The most amazing part of this is the fact that Congress actually passed a bill.
“If I’m an airline, I’ll guarantee this, but I won’t do it in advance. I’ll just handle it at the airport if there’s a problem. That’s how it’s done today anyway. So for families that want to guarantee seats together in advance, they’ll still have to pay for seating options. They won’t want to wait.”
I think the idea is that if it is guaranteed to get done at the airport, there is no harm in waiting. A family won’t pay more to guarantee seats together in advance when they can just go to the airport and get them. I know that one of the major reasons people pay for advanced seat assignments is the assurance that they will be together. If that assurance is there anyway, there is no need to pay.
Sorry, but I can’t agree with your assessment of this for consumers. The move on families sitting together seems like something that probably could have been handled by the carriers better, but I generally don’t have a lot of sympathy for those involved because I believe most folks just made a choice that they didn’t want to pay.
Baggage fees are another matter altogether. It is not good enough to just say that it doesn’t happen very often. Passengers who have paid for a bag to be checked, and then that bag doesn’t arrive for two days — they have paid for a service that they didn’t really receive and there should be a financial impact for carriers from this as an incentive to perform better.
I had a friend on a one-hour flight from DC to Canada last month wait two days for his bag to arrive with no information available on it until the taxi cab with the bag was outside my door.
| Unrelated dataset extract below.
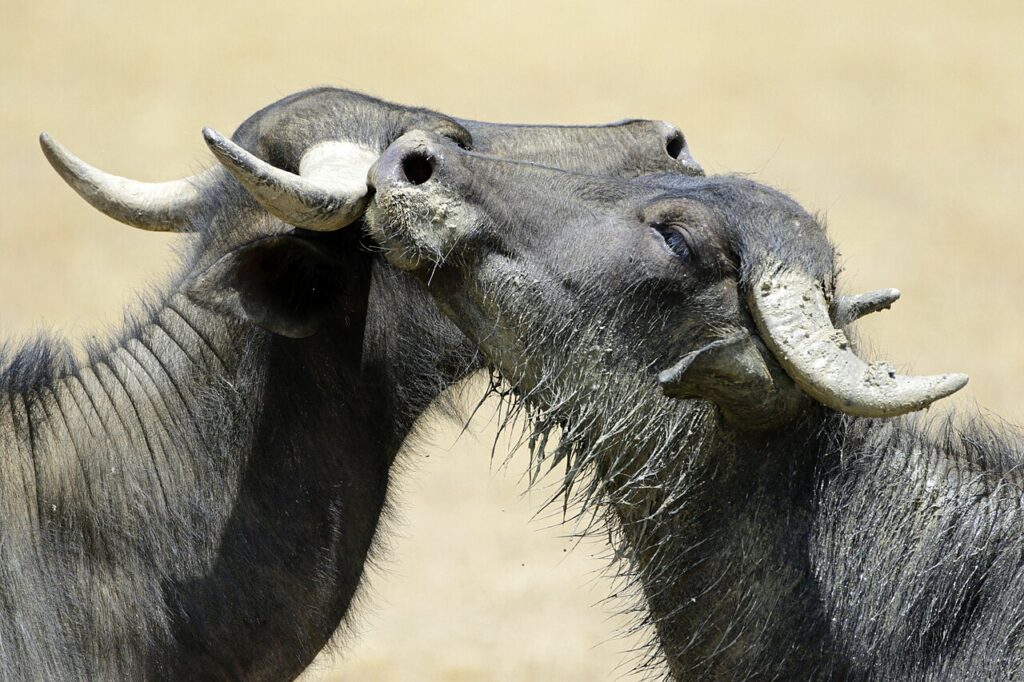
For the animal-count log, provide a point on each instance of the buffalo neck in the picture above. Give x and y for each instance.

There were at least 4-6 nonstop flights on the route before it finally arrived, and another 12 options if they had sent the bag via another city. It’s great that bags don’t get lost so much anymore, but carriers could vastly improve what happens when they do.
Danie – I’m not sure we do disagree. Sure, this will help some people, but it won’t help a whole lot. So it is a win? Sure, but is it amazing? Not hardly.